Cet enfant, cet enfant qui n’était que le énième à mourir en mer mais dont le petit corps sans vie a peut-être enfin réveillé les consciences, cet enfant donc, qui nous écrase de honte, nous les adultes, qui l’a tué ? Qui est autrement dit responsable de cette fuite éperdue qui a déjà fait tant de victimes, ébranle l’Europe et suscite stupeur et compassion ?

S’il fallait s’en tenir à l’histoire immédiate et désigner un seul coupable, ce serait Georges Bush.
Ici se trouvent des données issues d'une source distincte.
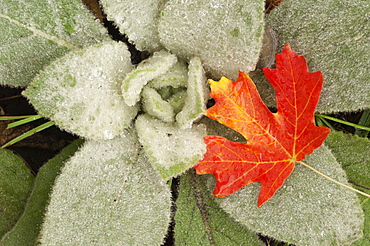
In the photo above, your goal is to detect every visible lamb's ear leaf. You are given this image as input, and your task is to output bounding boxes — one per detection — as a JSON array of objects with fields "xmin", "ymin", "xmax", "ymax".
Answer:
[
  {"xmin": 158, "ymin": 0, "xmax": 265, "ymax": 80},
  {"xmin": 215, "ymin": 145, "xmax": 364, "ymax": 245},
  {"xmin": 0, "ymin": 139, "xmax": 83, "ymax": 246},
  {"xmin": 260, "ymin": 0, "xmax": 370, "ymax": 113},
  {"xmin": 40, "ymin": 128, "xmax": 171, "ymax": 245},
  {"xmin": 100, "ymin": 0, "xmax": 165, "ymax": 52},
  {"xmin": 0, "ymin": 0, "xmax": 109, "ymax": 86},
  {"xmin": 135, "ymin": 114, "xmax": 206, "ymax": 180},
  {"xmin": 0, "ymin": 149, "xmax": 34, "ymax": 237},
  {"xmin": 325, "ymin": 131, "xmax": 370, "ymax": 246},
  {"xmin": 23, "ymin": 41, "xmax": 138, "ymax": 139},
  {"xmin": 175, "ymin": 169, "xmax": 263, "ymax": 246}
]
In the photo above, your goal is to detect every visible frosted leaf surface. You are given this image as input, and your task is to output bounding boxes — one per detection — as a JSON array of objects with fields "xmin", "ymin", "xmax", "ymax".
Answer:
[
  {"xmin": 24, "ymin": 42, "xmax": 138, "ymax": 139},
  {"xmin": 0, "ymin": 149, "xmax": 34, "ymax": 238},
  {"xmin": 142, "ymin": 87, "xmax": 175, "ymax": 122},
  {"xmin": 266, "ymin": 0, "xmax": 370, "ymax": 112},
  {"xmin": 0, "ymin": 0, "xmax": 109, "ymax": 86},
  {"xmin": 158, "ymin": 0, "xmax": 265, "ymax": 79},
  {"xmin": 211, "ymin": 146, "xmax": 364, "ymax": 246},
  {"xmin": 122, "ymin": 50, "xmax": 177, "ymax": 106},
  {"xmin": 100, "ymin": 0, "xmax": 166, "ymax": 52},
  {"xmin": 41, "ymin": 129, "xmax": 171, "ymax": 246},
  {"xmin": 0, "ymin": 139, "xmax": 83, "ymax": 246},
  {"xmin": 325, "ymin": 131, "xmax": 370, "ymax": 246},
  {"xmin": 148, "ymin": 61, "xmax": 188, "ymax": 88},
  {"xmin": 135, "ymin": 115, "xmax": 206, "ymax": 179},
  {"xmin": 176, "ymin": 57, "xmax": 209, "ymax": 128},
  {"xmin": 175, "ymin": 169, "xmax": 263, "ymax": 246},
  {"xmin": 168, "ymin": 89, "xmax": 187, "ymax": 114}
]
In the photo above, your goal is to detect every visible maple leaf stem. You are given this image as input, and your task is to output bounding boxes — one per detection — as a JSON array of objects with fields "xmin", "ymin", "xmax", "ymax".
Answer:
[{"xmin": 296, "ymin": 161, "xmax": 370, "ymax": 198}]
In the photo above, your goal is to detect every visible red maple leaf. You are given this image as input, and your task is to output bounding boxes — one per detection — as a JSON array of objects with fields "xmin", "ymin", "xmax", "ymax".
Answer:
[{"xmin": 194, "ymin": 44, "xmax": 330, "ymax": 206}]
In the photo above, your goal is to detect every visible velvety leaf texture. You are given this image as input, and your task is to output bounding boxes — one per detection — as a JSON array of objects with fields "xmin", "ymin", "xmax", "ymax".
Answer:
[{"xmin": 194, "ymin": 45, "xmax": 330, "ymax": 206}]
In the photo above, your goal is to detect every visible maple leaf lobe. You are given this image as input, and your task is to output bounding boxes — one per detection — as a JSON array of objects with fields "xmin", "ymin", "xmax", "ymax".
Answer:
[{"xmin": 194, "ymin": 45, "xmax": 330, "ymax": 206}]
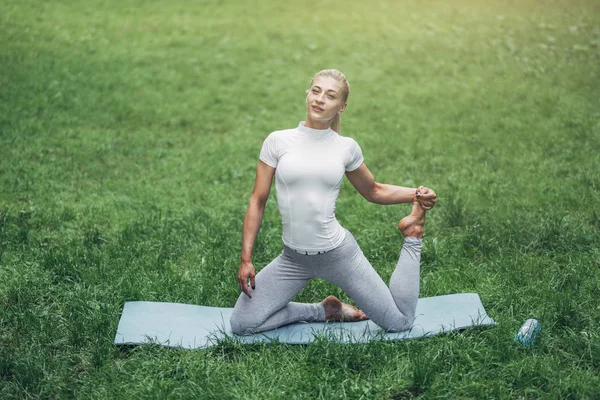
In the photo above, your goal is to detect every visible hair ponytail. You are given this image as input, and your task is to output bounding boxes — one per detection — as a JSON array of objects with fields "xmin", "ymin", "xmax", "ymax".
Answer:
[{"xmin": 331, "ymin": 114, "xmax": 342, "ymax": 135}]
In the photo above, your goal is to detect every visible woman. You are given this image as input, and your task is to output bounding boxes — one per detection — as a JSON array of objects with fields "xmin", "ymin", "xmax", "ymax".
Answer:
[{"xmin": 231, "ymin": 70, "xmax": 436, "ymax": 334}]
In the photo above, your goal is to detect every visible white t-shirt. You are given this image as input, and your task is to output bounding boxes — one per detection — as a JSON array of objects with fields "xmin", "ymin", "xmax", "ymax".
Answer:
[{"xmin": 260, "ymin": 121, "xmax": 363, "ymax": 251}]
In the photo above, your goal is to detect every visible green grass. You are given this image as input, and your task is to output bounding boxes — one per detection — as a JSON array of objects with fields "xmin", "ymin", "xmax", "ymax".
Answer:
[{"xmin": 0, "ymin": 0, "xmax": 600, "ymax": 399}]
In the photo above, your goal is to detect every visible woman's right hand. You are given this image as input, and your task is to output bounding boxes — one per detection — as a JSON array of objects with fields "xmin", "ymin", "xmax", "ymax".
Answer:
[{"xmin": 238, "ymin": 261, "xmax": 256, "ymax": 298}]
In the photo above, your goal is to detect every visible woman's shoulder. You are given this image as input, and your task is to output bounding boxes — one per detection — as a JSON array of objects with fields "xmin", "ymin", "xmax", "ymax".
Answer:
[
  {"xmin": 337, "ymin": 135, "xmax": 360, "ymax": 147},
  {"xmin": 267, "ymin": 128, "xmax": 298, "ymax": 140}
]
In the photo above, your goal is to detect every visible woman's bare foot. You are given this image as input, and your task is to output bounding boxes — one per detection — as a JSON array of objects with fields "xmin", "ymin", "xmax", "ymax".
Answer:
[
  {"xmin": 321, "ymin": 296, "xmax": 369, "ymax": 322},
  {"xmin": 398, "ymin": 198, "xmax": 426, "ymax": 238}
]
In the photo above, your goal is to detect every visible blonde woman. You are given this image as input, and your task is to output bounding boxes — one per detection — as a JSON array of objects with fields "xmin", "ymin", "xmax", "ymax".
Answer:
[{"xmin": 231, "ymin": 70, "xmax": 436, "ymax": 334}]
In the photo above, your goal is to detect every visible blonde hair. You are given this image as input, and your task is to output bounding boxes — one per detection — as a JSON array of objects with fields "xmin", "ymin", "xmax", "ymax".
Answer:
[{"xmin": 310, "ymin": 69, "xmax": 350, "ymax": 133}]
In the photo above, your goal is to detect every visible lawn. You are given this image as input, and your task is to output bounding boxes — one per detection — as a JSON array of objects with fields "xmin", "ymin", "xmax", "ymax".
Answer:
[{"xmin": 0, "ymin": 0, "xmax": 600, "ymax": 399}]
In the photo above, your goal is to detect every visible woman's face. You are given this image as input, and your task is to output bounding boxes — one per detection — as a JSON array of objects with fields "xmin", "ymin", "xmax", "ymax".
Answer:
[{"xmin": 306, "ymin": 77, "xmax": 346, "ymax": 122}]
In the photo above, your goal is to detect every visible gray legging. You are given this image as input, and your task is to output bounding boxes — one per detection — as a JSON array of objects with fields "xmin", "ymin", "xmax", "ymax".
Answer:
[{"xmin": 231, "ymin": 231, "xmax": 422, "ymax": 334}]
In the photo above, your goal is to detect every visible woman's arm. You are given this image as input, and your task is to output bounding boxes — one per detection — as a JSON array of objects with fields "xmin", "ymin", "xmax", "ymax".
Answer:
[
  {"xmin": 238, "ymin": 161, "xmax": 275, "ymax": 297},
  {"xmin": 346, "ymin": 163, "xmax": 436, "ymax": 210}
]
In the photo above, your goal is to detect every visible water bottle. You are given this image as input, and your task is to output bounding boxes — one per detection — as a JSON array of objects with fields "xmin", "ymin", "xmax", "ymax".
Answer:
[{"xmin": 515, "ymin": 318, "xmax": 542, "ymax": 348}]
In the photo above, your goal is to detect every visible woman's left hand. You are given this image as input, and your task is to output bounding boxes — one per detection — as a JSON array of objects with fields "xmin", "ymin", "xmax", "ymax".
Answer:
[{"xmin": 418, "ymin": 186, "xmax": 437, "ymax": 210}]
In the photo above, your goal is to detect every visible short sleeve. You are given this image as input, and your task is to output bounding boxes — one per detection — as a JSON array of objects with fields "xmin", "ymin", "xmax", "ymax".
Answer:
[
  {"xmin": 346, "ymin": 139, "xmax": 364, "ymax": 172},
  {"xmin": 258, "ymin": 133, "xmax": 279, "ymax": 168}
]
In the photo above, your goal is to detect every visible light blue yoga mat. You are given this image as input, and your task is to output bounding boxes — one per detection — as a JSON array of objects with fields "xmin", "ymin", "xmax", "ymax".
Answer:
[{"xmin": 115, "ymin": 293, "xmax": 496, "ymax": 349}]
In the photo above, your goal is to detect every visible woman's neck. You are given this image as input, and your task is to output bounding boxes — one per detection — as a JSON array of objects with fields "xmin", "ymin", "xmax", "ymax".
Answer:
[{"xmin": 304, "ymin": 115, "xmax": 331, "ymax": 130}]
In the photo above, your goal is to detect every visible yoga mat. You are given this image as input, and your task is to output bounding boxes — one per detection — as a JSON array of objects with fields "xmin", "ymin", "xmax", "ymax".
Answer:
[{"xmin": 115, "ymin": 293, "xmax": 496, "ymax": 349}]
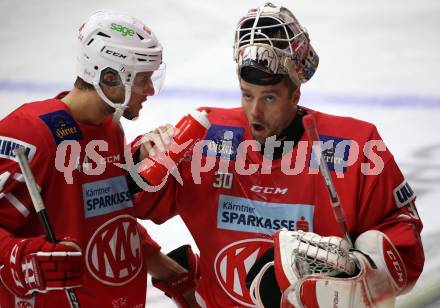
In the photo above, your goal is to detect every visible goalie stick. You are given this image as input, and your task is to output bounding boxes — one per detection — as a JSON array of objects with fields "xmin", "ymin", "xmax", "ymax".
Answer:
[
  {"xmin": 303, "ymin": 114, "xmax": 353, "ymax": 247},
  {"xmin": 15, "ymin": 147, "xmax": 80, "ymax": 308}
]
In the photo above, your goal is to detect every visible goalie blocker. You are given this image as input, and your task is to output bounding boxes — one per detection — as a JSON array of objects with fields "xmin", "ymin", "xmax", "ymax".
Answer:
[
  {"xmin": 247, "ymin": 230, "xmax": 407, "ymax": 308},
  {"xmin": 151, "ymin": 245, "xmax": 200, "ymax": 308}
]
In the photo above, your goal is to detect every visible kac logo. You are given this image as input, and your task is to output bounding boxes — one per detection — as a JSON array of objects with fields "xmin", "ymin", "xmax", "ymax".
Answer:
[
  {"xmin": 214, "ymin": 238, "xmax": 273, "ymax": 307},
  {"xmin": 86, "ymin": 215, "xmax": 142, "ymax": 286}
]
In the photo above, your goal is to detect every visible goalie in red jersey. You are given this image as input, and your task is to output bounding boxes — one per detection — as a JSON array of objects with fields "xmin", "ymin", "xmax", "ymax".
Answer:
[{"xmin": 135, "ymin": 3, "xmax": 424, "ymax": 307}]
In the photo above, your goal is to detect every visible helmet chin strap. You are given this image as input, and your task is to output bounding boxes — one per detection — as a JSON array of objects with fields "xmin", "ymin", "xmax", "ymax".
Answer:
[{"xmin": 94, "ymin": 83, "xmax": 131, "ymax": 123}]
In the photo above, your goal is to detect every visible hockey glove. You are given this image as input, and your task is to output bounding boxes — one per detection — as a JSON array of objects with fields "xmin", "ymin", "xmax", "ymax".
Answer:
[
  {"xmin": 151, "ymin": 245, "xmax": 200, "ymax": 308},
  {"xmin": 251, "ymin": 231, "xmax": 406, "ymax": 308},
  {"xmin": 0, "ymin": 236, "xmax": 84, "ymax": 297}
]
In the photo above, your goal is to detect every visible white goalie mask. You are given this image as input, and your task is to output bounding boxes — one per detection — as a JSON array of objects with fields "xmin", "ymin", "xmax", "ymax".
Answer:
[
  {"xmin": 234, "ymin": 3, "xmax": 319, "ymax": 86},
  {"xmin": 77, "ymin": 10, "xmax": 165, "ymax": 120}
]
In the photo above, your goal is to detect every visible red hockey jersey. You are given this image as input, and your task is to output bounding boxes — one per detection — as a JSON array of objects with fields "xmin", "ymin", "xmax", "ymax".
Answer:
[
  {"xmin": 0, "ymin": 95, "xmax": 160, "ymax": 307},
  {"xmin": 135, "ymin": 108, "xmax": 424, "ymax": 307}
]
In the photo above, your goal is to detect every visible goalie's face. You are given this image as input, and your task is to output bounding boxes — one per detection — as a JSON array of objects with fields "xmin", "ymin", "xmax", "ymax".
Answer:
[{"xmin": 240, "ymin": 79, "xmax": 300, "ymax": 143}]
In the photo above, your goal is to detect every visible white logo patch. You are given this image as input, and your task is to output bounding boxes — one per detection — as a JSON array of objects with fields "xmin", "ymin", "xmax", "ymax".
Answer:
[
  {"xmin": 86, "ymin": 215, "xmax": 142, "ymax": 286},
  {"xmin": 393, "ymin": 180, "xmax": 416, "ymax": 208}
]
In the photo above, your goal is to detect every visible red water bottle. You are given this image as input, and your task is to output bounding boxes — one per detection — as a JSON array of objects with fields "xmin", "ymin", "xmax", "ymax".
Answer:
[{"xmin": 139, "ymin": 110, "xmax": 211, "ymax": 186}]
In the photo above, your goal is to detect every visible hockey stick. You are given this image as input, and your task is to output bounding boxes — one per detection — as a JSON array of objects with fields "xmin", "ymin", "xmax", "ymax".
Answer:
[
  {"xmin": 303, "ymin": 114, "xmax": 353, "ymax": 247},
  {"xmin": 15, "ymin": 147, "xmax": 80, "ymax": 308}
]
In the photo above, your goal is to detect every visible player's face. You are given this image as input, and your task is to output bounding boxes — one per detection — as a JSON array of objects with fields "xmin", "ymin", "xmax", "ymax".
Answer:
[
  {"xmin": 124, "ymin": 72, "xmax": 154, "ymax": 120},
  {"xmin": 240, "ymin": 80, "xmax": 299, "ymax": 143}
]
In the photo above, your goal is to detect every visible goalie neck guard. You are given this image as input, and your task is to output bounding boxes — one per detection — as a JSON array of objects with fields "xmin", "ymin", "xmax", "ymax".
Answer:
[
  {"xmin": 234, "ymin": 3, "xmax": 319, "ymax": 86},
  {"xmin": 77, "ymin": 10, "xmax": 165, "ymax": 118}
]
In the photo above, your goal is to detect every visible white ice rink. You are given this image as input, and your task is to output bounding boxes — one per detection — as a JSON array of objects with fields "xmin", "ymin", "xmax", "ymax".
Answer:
[{"xmin": 0, "ymin": 0, "xmax": 440, "ymax": 307}]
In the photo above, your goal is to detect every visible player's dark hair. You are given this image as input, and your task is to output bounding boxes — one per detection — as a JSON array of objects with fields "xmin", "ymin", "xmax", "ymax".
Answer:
[{"xmin": 74, "ymin": 77, "xmax": 95, "ymax": 91}]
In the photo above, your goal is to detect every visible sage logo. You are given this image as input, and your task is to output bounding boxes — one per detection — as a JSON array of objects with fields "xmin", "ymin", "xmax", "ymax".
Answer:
[
  {"xmin": 111, "ymin": 23, "xmax": 134, "ymax": 36},
  {"xmin": 86, "ymin": 215, "xmax": 142, "ymax": 286},
  {"xmin": 214, "ymin": 238, "xmax": 273, "ymax": 307}
]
En allant renverser Saddam Hussein sans avoir la moindre idée de ce qu’il faudrait, ensuite, faire et ne surtout pas faire en Irak, le plus stupide des dirigeants d’après-guerre a totalement bouleversé l’équilibre régional entre sunnites et chiites, mis aux prises l’Iran et l’Arabie saoudite, remplacé une dictature sanguinaire par un chaos encore bien plus sanglant, précipité une alliance, contre les chiites, entre les sunnites irakiens et les islamistes et indirectement donné sa force à l’Etat islamique que les officiers sunnites de Saddam ont rejoint dans l’espoir de maintenant former un Etat sunnite à cheval sur l’Irak et la Syrie.

Cet homme mériterait le prix Nobel… de la guerre mais l’implosion proche-orientale ne tient pourtant pas qu’à lui. Un peu plus haut dans le temps, le deuxième coupable est la Guerre froide car les deux camps d’alors ont cultivé et protégé toutes celles des dictatures arabes qui leur étaient favorables à l’un ou à l’autre et les ont ainsi laissé éliminer leurs opposants et priver, par là, les mondes arabes de forces et d’élites démocratiques.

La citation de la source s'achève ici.